In the 1993/94 season the Bandits won the Championship series against the Sydney Blues. The Blues had finished the regular season as minor premiers and had home field advantage. This was not enough though as the Bandits won 2–0 to claim their only title.

From 1994 the Bandits changed homeground to QEII Stadium in the city's south eastern suburbs. This venue was originally built for the 1982 Commonwealth Games.

In the 1995–96 Australian Baseball League season the Bandits finished the regular season as minor premiers. This provided home field advantage for the first week of the playoffs. However they lost to the Waverly Reds.

In their last season, the Bandits played at Holloway Field, the place where the Claxton Shield team, Queensland Rams would play for the next decade. Due to a lack of a suitable venue the Bandits did not compete in the 1998–99 Australian Baseball League season. Many of their players transferred to the nearby franchise, the Gold Coast Cougars, who won the championship that season.

The original Bandits developed at least one Major League player. Cameron Cairncross, a left-handed starting pitcher, went on to play for the Cleveland Indians in 2000 as a relief pitcher.

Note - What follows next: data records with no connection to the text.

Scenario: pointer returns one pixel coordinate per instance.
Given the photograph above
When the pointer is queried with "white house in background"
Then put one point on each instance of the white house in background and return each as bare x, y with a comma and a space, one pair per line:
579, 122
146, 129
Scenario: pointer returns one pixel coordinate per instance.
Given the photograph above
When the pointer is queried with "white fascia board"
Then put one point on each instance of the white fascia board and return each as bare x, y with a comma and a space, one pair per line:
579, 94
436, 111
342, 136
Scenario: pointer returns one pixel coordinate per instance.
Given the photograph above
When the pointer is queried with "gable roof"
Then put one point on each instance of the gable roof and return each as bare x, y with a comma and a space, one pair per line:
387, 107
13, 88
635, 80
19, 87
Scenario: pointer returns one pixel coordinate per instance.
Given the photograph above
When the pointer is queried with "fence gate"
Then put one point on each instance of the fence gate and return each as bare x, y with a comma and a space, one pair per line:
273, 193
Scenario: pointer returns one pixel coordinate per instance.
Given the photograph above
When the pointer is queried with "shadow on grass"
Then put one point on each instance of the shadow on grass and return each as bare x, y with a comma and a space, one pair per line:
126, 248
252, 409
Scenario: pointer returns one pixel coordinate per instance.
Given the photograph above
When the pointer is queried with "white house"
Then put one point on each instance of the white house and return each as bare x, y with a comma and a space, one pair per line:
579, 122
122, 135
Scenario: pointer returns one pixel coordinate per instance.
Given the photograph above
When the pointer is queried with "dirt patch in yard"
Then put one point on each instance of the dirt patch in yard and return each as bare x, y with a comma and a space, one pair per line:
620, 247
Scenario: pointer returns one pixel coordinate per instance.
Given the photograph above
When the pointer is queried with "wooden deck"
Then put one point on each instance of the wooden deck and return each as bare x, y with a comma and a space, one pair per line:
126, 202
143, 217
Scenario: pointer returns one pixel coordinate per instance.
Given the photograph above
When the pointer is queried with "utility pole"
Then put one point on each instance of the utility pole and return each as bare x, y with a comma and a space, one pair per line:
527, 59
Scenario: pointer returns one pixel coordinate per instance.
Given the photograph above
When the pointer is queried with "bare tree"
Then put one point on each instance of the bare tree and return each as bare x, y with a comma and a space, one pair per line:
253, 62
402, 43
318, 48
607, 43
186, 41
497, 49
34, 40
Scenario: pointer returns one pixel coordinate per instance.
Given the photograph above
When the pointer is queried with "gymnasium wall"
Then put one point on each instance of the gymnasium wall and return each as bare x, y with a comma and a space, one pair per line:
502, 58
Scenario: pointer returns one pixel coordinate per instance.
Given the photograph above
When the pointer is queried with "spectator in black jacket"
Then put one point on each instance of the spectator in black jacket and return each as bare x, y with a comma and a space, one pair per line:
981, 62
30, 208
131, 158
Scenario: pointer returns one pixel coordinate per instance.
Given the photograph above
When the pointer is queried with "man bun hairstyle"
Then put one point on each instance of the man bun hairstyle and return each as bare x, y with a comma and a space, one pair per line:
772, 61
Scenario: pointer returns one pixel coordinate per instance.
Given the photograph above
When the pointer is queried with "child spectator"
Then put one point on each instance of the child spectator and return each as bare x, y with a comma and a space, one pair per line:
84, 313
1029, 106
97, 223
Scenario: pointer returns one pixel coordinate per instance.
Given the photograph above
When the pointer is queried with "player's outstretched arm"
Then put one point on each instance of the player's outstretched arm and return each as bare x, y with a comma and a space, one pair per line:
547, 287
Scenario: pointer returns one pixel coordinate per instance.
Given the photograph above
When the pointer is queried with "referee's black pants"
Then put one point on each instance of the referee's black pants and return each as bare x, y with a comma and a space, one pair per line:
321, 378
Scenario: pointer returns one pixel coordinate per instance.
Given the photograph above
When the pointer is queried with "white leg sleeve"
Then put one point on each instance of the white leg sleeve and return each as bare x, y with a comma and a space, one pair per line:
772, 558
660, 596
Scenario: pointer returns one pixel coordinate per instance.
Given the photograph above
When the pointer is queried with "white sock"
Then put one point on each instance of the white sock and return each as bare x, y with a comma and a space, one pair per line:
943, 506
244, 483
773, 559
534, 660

The Bandits, as all teams in the ABL, had foreign imports each season. At least three of these went on to play in the Majors in the US, including Tim Worrell and Homer Bush of the SD Padres, and Kevin Jordan who played for the Bandits while with the Yankees organization, but ended up play in MLB for the Philadelphia Phillies.

The Bandits were the only franchise in the ABL that maintained the original owners and leadership longer than any of the other ABL franchises.

==Notable players==

===Randy Johnson===
In the 1991–92 season former Atlanta Braves Major Leaguer and Hiroshima Carp player Randy was Player/Manager and led the team in hitting. He was replaced later in the season as Manager by Steve Gilmore. He scouted Australia for the San Diego Padres as well and signed future Major Leaguer Cameron Cairncross off this Bandits team. He also signed Aussies Russell Spear, Ricky Johnston, and Brett Walters to name a few.

===Kevin Jordan===
In 1992–93, as an import from the New York Yankees, Jordan won the ABL league MVP and Batting Champion titles. On his return to the States, he was traded to the Philadelphia Phillies where he made his 'Show' debut in 1995.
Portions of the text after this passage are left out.